Tuesday, September 4, 2012

The Lord's Prayer Part I - Talking to the Father about the Father, Part 22 of 50

TEXT: "In this manner, therefore, pray: Our Father in heaven, hallowed be your name." (Matthew 6:9)

IDEA: We can hallow God’s name in many ways in our lives.

PURPOSE: To help listeners realize the many different ways we can reverence God’s name.

Someone has observed that a good sermon or a good lesson has to answer at least two basic questions: “What?” and “So what?”

What do you think that means, and do you agree with it?

We have been thinking about the first petition in the Lord’s Prayer: “Hallowed be your name.”

I. What are we asking for in this request?

Our prayers will not make God more holy any more than water can be made wetter.

Martin Luther observed, “We cannot add to the holiness of God’s name nor take from it, any more than we can add to the brilliance of the sun by lighting a candle or wipe out its existence by raising an umbrella.”

We are praying for ourselves as we pray: May you be God to us as we pray.

II. So What? How can we do that?

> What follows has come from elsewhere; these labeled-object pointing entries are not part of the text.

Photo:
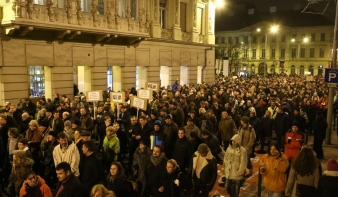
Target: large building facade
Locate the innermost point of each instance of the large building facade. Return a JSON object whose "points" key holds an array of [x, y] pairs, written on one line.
{"points": [[271, 48], [46, 45]]}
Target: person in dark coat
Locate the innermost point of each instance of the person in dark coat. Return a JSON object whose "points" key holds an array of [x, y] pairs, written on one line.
{"points": [[91, 170], [174, 181], [196, 140], [141, 156], [117, 181], [327, 185], [213, 143], [267, 125], [156, 170], [319, 128], [69, 185], [203, 171], [183, 150]]}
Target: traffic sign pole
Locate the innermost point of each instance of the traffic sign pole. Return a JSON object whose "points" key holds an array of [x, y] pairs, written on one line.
{"points": [[334, 65]]}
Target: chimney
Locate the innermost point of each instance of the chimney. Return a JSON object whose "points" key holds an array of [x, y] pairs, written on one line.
{"points": [[251, 11], [273, 9]]}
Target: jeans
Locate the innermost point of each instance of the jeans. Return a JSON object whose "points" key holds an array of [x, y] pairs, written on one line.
{"points": [[274, 194], [228, 184]]}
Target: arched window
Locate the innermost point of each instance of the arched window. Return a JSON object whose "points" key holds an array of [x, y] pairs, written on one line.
{"points": [[252, 69], [293, 70], [273, 69], [301, 70], [320, 70], [311, 70]]}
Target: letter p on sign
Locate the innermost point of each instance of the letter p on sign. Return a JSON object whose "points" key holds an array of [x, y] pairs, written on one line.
{"points": [[332, 76]]}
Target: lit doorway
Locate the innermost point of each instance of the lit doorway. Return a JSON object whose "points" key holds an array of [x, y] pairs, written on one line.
{"points": [[184, 75], [114, 78], [199, 74], [141, 76], [82, 76], [164, 76]]}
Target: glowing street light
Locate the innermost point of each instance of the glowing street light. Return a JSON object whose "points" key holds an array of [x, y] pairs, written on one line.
{"points": [[219, 3]]}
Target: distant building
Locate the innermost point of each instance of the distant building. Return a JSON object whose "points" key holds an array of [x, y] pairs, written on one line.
{"points": [[277, 42], [48, 45]]}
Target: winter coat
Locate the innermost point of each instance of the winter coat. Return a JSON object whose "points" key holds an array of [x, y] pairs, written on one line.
{"points": [[327, 186], [171, 188], [183, 151], [140, 165], [71, 155], [292, 148], [274, 178], [122, 187], [248, 137], [71, 188], [267, 125], [227, 128], [208, 173], [40, 190], [235, 160], [294, 179]]}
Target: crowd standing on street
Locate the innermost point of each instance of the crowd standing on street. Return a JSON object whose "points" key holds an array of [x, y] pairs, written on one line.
{"points": [[64, 147]]}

Kent Hughes in his book on the Lord’s Prayer suggests several ways in which we can reverence the Father in heaven.

We are careful not to profane God’s name in our speech. We don’t take His name lightly.

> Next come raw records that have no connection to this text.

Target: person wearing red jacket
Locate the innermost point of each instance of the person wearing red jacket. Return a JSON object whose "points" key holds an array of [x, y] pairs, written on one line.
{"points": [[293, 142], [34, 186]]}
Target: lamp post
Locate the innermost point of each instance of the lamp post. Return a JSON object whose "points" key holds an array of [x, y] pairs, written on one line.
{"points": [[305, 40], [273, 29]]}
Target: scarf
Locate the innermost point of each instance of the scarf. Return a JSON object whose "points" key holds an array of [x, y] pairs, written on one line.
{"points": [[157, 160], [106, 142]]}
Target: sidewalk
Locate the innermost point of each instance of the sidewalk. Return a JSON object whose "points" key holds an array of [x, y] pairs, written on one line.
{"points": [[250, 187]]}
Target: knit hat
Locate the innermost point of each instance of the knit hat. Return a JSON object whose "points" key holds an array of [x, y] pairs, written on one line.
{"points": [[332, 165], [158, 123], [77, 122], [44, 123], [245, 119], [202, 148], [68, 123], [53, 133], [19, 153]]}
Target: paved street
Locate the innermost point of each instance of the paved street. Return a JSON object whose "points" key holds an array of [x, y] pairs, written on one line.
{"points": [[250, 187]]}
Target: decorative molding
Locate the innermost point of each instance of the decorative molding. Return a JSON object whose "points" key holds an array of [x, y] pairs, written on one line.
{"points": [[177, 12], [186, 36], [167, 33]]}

We reverence God’s name in our private and public worship. Is God’s name truly lifted up when we gather for a “worship service”? How?

We reverence God’s name when our beliefs about Him are worthy of Him.

We cannot honor His name if we don’t understand it or don’t try to know it or Him. We may be honoring another god whom we have created.

To hallow God’s name means to acknowledge God for who He is, namely, GOD.

We honor God’s name when we live in a manner that reflects that He is “our Father in heaven.”

We show that we really do have a heavenly Father that we trust, in contrast to others in our society gripped with fear and anxiety.

We model this by the way we live God’s fatherliness to others.

How could we reflect the Father to others in the ways we relate to them?